Karen si finse tranquilla, reprimendo un tremito davanti all’innocenza di quella
domanda, e picchiettò un dito sulle labbra –
Può capitare, Kamui-chan… non è brutto, sai? Vuol dire che ci sono due persone
che ti vogliono bene, invece di una… Non è bello?
–
Ma la mamma non mi vuole bene, perché dice che ora lei andrà in convento e non
potrà vedermi più –
il bambino tirò su col naso –
Se non mi vuole più bene lei che è sempre stata con me, come fate voi che non mi
avete mai visto?
Karen sentì una stretta al cuore e maledisse la crudeltà sua e di tutti gli
adulti come lei, che mettevano al mondo delle povere creature per il capriccio
d’una notte: prese in braccio il bambino, cullandolo come aveva fatto da piccola
con le sue bambole –
Lei ti vuole bene –
disse, asciugando gli occhi del bambino con la manica del suo kimono –
Solo che… pensa che ad un bambino serva un padre.
–
E mio padre non può stare con lei? –
singhiozzò Kamui.
Karen si sentì un demone, ma rispose, anche se non poté impedire alla sua voce
di tremare –
No… però qui sì –
aggiunse, accarezzandogli il visetto –
Qui puoi vedere tuo padre tutte le volte che vuoi, ed io… –
si morse un labbro, cercando di ricacciare indietro le lacrime, commossa da quel
sentimento che avevano tentato d’imporle per mesi e che invece era spuntato da
solo, in quel momento, davanti a quel faccino lucido di lacrime –
Io non sono la tua mamma… però non ho bambini e, se vuoi, possiamo fare finta
che tu lo sia… s-se vuoi…
Kamui la osservò un po’: non assomigliava affatto alla sua mamma e aveva un
odore diverso, però lo teneva in braccio allo stesso modo; si asciugò gli occhi
con le mani: quando la mamma lo aveva salutato piangeva come questa signora e
aveva sentito le dame dire che era perché gli voleva bene… allora forse gli
voleva bene anche questa mamma qui…
–
Io non so come si fa a fare vostro figlio… –
disse, cercando di spiegarsi.
–
Nemmeno io so come si fa la mamma –
rispose Karen, asciugandosi gli occhi –
Però, magari, possiamo imparare insieme…
Kamui pensò che voleva
la sua mamma, perché lei sapeva sempre come si facevano le cose; però questa
signora era gentile e a lui era stato detto di fare il bravo con lei e poi, se
imparavano insieme, magari non avrebbe combinato pasticci e nessuno lo avrebbe
rimproverato.

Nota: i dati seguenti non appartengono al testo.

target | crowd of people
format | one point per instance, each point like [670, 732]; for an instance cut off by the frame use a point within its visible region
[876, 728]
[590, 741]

Fece cenno di sì con la testa e si sorprese perché quella signora
lo baciò in modo simile a quello della sua mamma.
~ * ~
Yuto
entrò negli appartamenti di Karen che era già notte fonda: l’ansia lo aveva
perseguitato per tutta la giornata, ma non aveva potuto abbandonare i suoi
impegni e quindi aveva perso il primo incontro tra la sua sposa ed il suo
bambino. Conosceva Kamui ed era certo che si era comportato in modo educato,
così come sapeva che Karen era una donna dolcissima che avrebbe potuto detestare
lui per tutta l’eternità, ma che non avrebbe mai levato la mano su un bimbo
innocente. Ma lo spaventava il pensiero di come quella convivenza avesse avuto
inizio.
Sgusciò in silenzio tra i paraventi, cercando il
futon di sua moglie nella
penombra della stanza e, alla fine, con sua grande sorpresa, lo trovò accanto a
quello di suo figlio: Karen dormiva su un fianco, i capelli sparsi sul cuscino
in riccioli disordinati, e teneva un braccio fuori dalle lenzuola, proteso sulla
figura appallottolata tra le coperte del bambino, come l’ala di una chioccia sul
suo pulcino.
Si fece più vicino e notò che Kamui teneva, stretto nel pugno, il nastro bianco
con cui Karen legava sempre i capelli la notte.
Era una cosetta sciocca,
che ancora non significava nulla, ma gli parve così bella che rimase a lungo ad
osservare quella scena senza potervi staccare gli occhi neppure per un istante.